С ней за одним столиком сидит дюжий мужик, оборотень-обормотень – с виду настоящее косматое чудище, в душе – ласковый щенок, симпатичный до ужаса, едва не скулящий от радости, если ему почухать пузо. Ясное дело, что ему льстит внимание пышногрудой испанки, да только этот волшебный придорожный шлюхорог не отличается особой верностью. Стоит только на горизонте показаться более привлекательному партнёру, и эта ночная кобыла угарцует к нему на родео. Мне казалось, что в Бернсвилле уже перевелись и женщины, и мужчины, которые бы были уверены в том, что эта магичка способна на длительные отношения. Как ребёнок, который не может сконцентрировать своё внимание на чём-то, она переключается с одного на другого, порхает туда-сюда – ну вылитая ночная бабочка, влекомая светом. Так что во мне проснулось почти что сочувствие к этому человеку-золотистому-ретриверу, который умудрился влопаться в эту женщину. Но разве же сердцу прикажешь?
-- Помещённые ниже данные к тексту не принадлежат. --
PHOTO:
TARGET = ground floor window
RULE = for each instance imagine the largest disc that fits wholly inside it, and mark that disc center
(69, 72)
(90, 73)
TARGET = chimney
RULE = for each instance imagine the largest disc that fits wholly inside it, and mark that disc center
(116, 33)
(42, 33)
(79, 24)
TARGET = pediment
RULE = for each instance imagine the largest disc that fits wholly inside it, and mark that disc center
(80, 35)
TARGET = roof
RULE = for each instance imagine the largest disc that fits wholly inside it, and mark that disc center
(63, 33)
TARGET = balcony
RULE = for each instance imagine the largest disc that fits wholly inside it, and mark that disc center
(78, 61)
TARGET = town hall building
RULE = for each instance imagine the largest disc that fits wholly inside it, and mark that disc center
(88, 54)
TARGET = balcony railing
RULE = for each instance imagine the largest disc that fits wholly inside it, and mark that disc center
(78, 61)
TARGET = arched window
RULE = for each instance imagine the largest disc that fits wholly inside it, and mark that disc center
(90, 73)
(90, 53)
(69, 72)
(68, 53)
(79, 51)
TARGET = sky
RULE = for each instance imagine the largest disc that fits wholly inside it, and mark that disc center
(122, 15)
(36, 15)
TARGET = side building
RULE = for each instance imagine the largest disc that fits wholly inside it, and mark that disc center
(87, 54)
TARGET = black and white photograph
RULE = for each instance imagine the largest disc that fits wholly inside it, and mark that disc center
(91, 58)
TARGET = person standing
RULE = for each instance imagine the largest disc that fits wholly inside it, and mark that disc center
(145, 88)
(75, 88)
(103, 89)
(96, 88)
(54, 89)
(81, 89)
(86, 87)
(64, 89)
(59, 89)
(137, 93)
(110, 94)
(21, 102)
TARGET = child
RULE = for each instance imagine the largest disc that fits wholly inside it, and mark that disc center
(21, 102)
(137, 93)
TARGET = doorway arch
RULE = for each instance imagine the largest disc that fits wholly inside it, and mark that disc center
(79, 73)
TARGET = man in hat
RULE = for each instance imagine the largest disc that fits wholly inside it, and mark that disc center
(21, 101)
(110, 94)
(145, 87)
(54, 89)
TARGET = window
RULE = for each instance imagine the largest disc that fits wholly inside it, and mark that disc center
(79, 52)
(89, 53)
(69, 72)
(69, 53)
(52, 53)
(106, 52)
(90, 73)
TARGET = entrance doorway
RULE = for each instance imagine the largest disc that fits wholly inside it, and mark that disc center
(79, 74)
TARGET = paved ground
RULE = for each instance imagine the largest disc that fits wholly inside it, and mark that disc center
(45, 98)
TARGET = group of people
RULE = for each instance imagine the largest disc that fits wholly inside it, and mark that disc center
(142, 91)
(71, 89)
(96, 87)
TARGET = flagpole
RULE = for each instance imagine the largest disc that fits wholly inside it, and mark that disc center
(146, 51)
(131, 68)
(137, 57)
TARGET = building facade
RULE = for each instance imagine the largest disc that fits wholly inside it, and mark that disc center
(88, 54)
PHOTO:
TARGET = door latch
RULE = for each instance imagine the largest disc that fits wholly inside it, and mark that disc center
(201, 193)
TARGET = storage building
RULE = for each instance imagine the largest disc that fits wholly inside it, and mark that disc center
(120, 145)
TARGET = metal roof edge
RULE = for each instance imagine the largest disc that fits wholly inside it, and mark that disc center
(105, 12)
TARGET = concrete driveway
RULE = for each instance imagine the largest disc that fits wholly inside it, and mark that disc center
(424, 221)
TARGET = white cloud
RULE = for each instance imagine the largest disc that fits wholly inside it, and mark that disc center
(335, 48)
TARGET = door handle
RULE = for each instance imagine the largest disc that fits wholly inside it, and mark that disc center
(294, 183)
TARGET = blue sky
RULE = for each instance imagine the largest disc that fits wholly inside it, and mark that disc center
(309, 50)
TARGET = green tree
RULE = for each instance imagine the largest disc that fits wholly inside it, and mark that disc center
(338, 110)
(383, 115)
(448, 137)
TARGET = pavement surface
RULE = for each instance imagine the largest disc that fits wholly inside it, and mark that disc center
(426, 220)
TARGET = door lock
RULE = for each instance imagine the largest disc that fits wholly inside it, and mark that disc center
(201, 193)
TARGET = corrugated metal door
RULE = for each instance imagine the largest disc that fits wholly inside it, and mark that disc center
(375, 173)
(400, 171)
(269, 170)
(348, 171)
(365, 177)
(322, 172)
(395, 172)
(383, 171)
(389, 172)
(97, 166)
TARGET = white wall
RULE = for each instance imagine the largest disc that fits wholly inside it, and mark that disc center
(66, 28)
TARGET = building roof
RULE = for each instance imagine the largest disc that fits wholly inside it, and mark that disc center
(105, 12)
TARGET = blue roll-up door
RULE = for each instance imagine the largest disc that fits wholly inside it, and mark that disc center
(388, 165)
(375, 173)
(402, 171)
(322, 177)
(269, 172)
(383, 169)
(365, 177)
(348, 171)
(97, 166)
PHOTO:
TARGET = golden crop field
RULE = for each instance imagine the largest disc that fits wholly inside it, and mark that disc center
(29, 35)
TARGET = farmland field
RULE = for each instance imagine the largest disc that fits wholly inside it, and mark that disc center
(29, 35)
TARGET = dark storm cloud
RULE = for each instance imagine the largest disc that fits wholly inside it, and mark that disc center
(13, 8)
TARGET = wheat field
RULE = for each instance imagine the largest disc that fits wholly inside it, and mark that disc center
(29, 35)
Разве прикажешь глазам своим видеть ошибки, грубость, неверность того, в кого влюбился по уши? Разве можно сказать себе «прекращай любить»? Разве же можешь убедить свои уши не краснеть от голоса и дыхания объекта обожания? Разве можешь заставить мурашки не нестись по телу со страшной скоростью, видя и слыша того, о ком постоянно думаешь? Разве способен человек унять собственное бешеное сердцебиение при виде зазнобы? Разве нет той стадии влюблённости, когда в голове бьётся только одна мысль: «ненавижу, как люблю»? Разве кому-то вообще подвластно собственное сердце и чувства? Разве же я, к примеру, могу совладать с собой?
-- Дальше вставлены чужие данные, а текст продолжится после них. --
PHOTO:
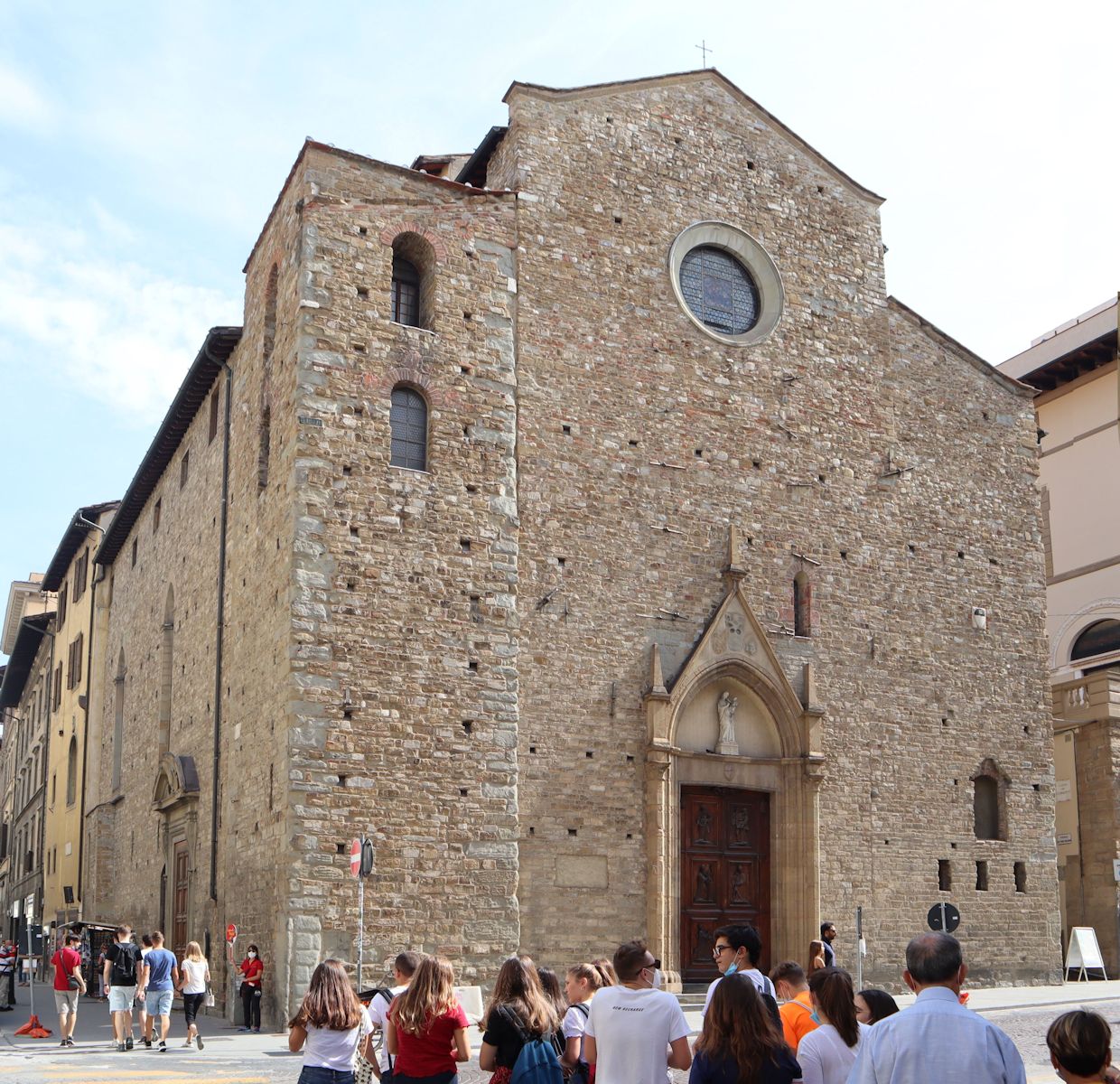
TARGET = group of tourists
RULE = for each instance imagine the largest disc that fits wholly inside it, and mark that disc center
(141, 982)
(611, 1023)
Мне недостаточно сказать себе «всё, хватит думать об этом», чтобы перестать рассматривать каждое помещение с точки зрения потенциальной перестрелки. Мне недостаточно просто взять и переключиться, скажем, на мысли о просмотренном сериале, чтобы заставить себя не составлять психологический портрет каждого встречного человека. Мне недостаточно поймать себя на том, что отмечаю признаки социопатии у всех, с кем приходится общаться, чтобы не делать так впредь. Можно допечь себя постоянными ежечасными напоминаниями: «эй, мир не делится на белое и чёрное, в нём есть и другие цвета» или «погоди, эти гражданские не сделали ничего плохого, чтобы так думать о них».
С годами теряешь розовые очки, перестаёшь верить вообще кому бы то ни было, становишься обжигающе холодной, как напитки, которые тебе подаёт бармен. И чем дальше, тем реже воспринимаешь простую человеческую улыбку, как вежливый жест или знак расположения, видя в этом подоплёку, двойное дно. И со временем приходит очень простое понимание: ведёшь себя, как последняя мразь и дичок, а на выходе получаешь обычную дикомразь.
Рядом на стойку звучно опускается запотевший от холодного содержимого высокий стакан с моим коктейлем, и бармен тут же пододвигает ко мне терминал для оплаты. Расплатившись за напиток, продолжаю рассматривать зал и не спешу дегустировать напиток.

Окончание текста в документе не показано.